The statistical analyses were performed with the original phylogeny, which included branch lengths in genetic distances. As long as these distances are linearly constant across lineages (which is the case with genetic data assuming a molecular clock), results will be similar as done on a time‐calibrated phylogeny (Paradis 2011). Still, we time‐calibrated the phylogeny using three different historical events: the loss of the respiratory complex I, which occurred 150 millions of years ago (MYA; Marcet‐Houben et al. 2009), the horizontal transfer of the URA1 gene, which according to Dujon (2010) occurred 125 MYA and the WGD, which according to Wolfe et al. (1997) occurred 100 MYA (Fig. 1A). The calibration was performed with the chronopl command in ape (Paradis 2011).

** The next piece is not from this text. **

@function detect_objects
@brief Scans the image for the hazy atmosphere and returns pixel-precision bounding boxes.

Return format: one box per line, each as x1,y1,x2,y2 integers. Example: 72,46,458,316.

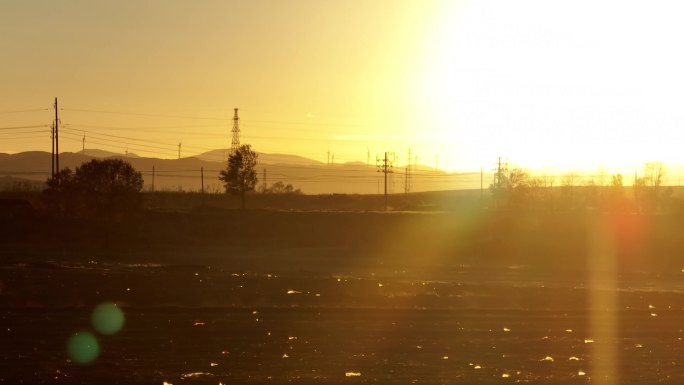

For cell‐size, we considered the average cell‐size of the lower diameter reported for each species, because most yeast cells are asymetric (see the phenotypic distribution in Fig. 2; Rupes 2002). For fermentation versatility, we considered the seven most common sugars metabolized by all species (glucose, galactose, sucrose, maltose, lactose, raffinose, and trehalose). We considered all positive (+) fermentation tests reported for each species, together with those codified as “s” (slow response) and “w” (weak response). Species codified as with a “variable” response (“±” or “v”) were considered as negative (see Kurtzman et al. 2011, pp. 223–277). This variable was transformed to an ordinal scale that goes from zero (no‐fermentative capacity) to six (the species can ferment six different sugars; see character mapping in Fig. 1A).

The complete dataset and the phylogeny (as text file) is provided as Supplementary information, together with a R‐script that runs all the analyses in the order presented in Results.

Phylogenetic methods

We performed a combination of phylogenetic analyses: descriptive phenotypic mapping; PS; diversification analysis in species and traits (disparity); analysis of cell size diversification throughout the phylogeny of yeast; and the analysis of correlated evolution using phylogenetic regressions (to explore correlated evolution between cell‐size and fermentation versatility).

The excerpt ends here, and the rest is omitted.